I am not averse to diving with my Blancpain Bathyscaphe, and I have. But when I do, it’s more out of a sense of smugness, a private moment of wearing something precious in a very unprecious setting. The Tornek-Rayville on the other hand elicits the exact opposite feeling, like when you’re lying in your tent during a rainstorm, smiling because you know the gear you packed is perfectly dialed in.
The elephant in the room, of course, with the Tornek-Rayville, is the name. It inspires debate surrounding so called “homage” watches, name appropriation, and zombie brands. A little background first: the original Tornek-Rayville, was made by the Swiss brand, Rayville S.A. (a phonetic anagram of the company’s home village, Villeret—“Rayville”), a company that also made Blancpains and some other department store watches. But there was a problem: the dive watch had to be “Americanized” to be procured for US military use. In order to get around a “buy American” government regulation, the New York-based watch importer, Allen V. Tornek, added his name to the watch and then, with some American parts and assembly to make it acceptable, it could be sold to the Pentagon.

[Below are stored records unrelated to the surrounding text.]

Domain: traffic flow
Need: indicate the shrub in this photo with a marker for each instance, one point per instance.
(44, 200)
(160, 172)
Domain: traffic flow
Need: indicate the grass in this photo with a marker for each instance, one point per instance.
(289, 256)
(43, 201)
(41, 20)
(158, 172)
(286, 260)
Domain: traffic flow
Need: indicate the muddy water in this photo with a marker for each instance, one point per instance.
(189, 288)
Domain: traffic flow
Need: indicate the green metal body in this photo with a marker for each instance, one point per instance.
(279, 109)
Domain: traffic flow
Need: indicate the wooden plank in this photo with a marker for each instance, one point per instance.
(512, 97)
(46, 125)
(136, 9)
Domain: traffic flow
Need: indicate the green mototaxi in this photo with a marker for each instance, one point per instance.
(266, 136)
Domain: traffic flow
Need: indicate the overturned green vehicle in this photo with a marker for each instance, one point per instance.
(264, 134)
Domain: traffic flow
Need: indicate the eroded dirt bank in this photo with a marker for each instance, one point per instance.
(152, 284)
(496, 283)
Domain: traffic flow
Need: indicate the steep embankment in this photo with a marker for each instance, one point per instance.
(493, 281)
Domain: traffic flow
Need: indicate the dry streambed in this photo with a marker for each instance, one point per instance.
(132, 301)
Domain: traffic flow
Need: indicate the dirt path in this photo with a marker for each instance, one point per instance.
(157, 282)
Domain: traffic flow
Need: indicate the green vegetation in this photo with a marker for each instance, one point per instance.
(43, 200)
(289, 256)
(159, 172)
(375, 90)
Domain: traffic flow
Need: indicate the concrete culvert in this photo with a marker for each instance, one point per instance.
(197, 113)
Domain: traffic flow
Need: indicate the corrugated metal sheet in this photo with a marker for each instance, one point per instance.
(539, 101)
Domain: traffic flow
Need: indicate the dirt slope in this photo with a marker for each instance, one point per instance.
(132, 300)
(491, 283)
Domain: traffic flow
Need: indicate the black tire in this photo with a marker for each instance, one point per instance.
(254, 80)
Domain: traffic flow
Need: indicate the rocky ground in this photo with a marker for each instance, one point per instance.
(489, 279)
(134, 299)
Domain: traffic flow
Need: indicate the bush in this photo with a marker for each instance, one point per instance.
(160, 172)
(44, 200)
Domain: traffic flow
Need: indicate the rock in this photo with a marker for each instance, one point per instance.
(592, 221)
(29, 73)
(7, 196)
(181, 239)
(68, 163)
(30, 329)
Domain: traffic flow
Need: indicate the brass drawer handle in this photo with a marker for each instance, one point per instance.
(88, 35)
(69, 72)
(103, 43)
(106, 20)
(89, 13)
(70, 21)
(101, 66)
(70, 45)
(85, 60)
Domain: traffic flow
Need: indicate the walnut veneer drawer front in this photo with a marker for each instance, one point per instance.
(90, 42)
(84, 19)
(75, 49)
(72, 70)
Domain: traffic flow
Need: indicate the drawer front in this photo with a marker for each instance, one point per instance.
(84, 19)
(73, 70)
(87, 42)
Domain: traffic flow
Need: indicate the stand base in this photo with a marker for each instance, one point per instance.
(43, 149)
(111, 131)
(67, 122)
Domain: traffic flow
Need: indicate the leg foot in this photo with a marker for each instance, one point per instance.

So, in reality, the original Tornek-Rayville TR-900 was a watch assembled by Rayville S.A. with an off-the-shelf Schild movement, then branded Tornek-Rayville. Not so dissimilar to the new TR-660, that has a Seiko movement instead of a Schild, is assembled in Japan, regulated and QC’d in the US and then branded Tornek-Rayville. The original Tornek-Rayville name only lasted as long as that first run of watches bought for, and issued to, Navy divers in the early ‘60s. Yet the name has lived on in horological legend ever since. I think it’s perfectly fine to revive it in order to build a watch that carries forth the original spirit. If Blancpain (or some Tornek descendants) really wanted to do it, I assume they’d have done so by now anyway.
I haven’t dived with the TR-660 but I’m sure I will one day. I’m sure I’ll do a lot of things with this watch. Some will be dangerous, exotic, and adventuresome, but most will not be. There will also be gardening and hiking and car repair. And the watch will handle it all with no drama, gaining a few scratches perhaps, keeping time along the way, but probably simply fading into the background like a good honest tool watch should. Just like the original. Is the new TR-660 better than the old TR-900? I call it a draw. OK, maybe the new one is better, simply because you can actually buy one and won’t cost you a year’s salary.
"go ahead and wear those others, but when you’re ready to get down to business I’ll be here waiting." 👏👏👏
Good stuff! I can second the comment on Bills tuning of the movements, my MKII is easily the most accurate mechanical watch in the quiver, maybe even better than the quartz ones. If I hadn’t pulled the trigger on a SPB143 last year, this one would have been a no brainer. Currently waiting for the Paradives to restock, or maybe troll for an Adanac on the ‘bay…
Thanks for the continued good content!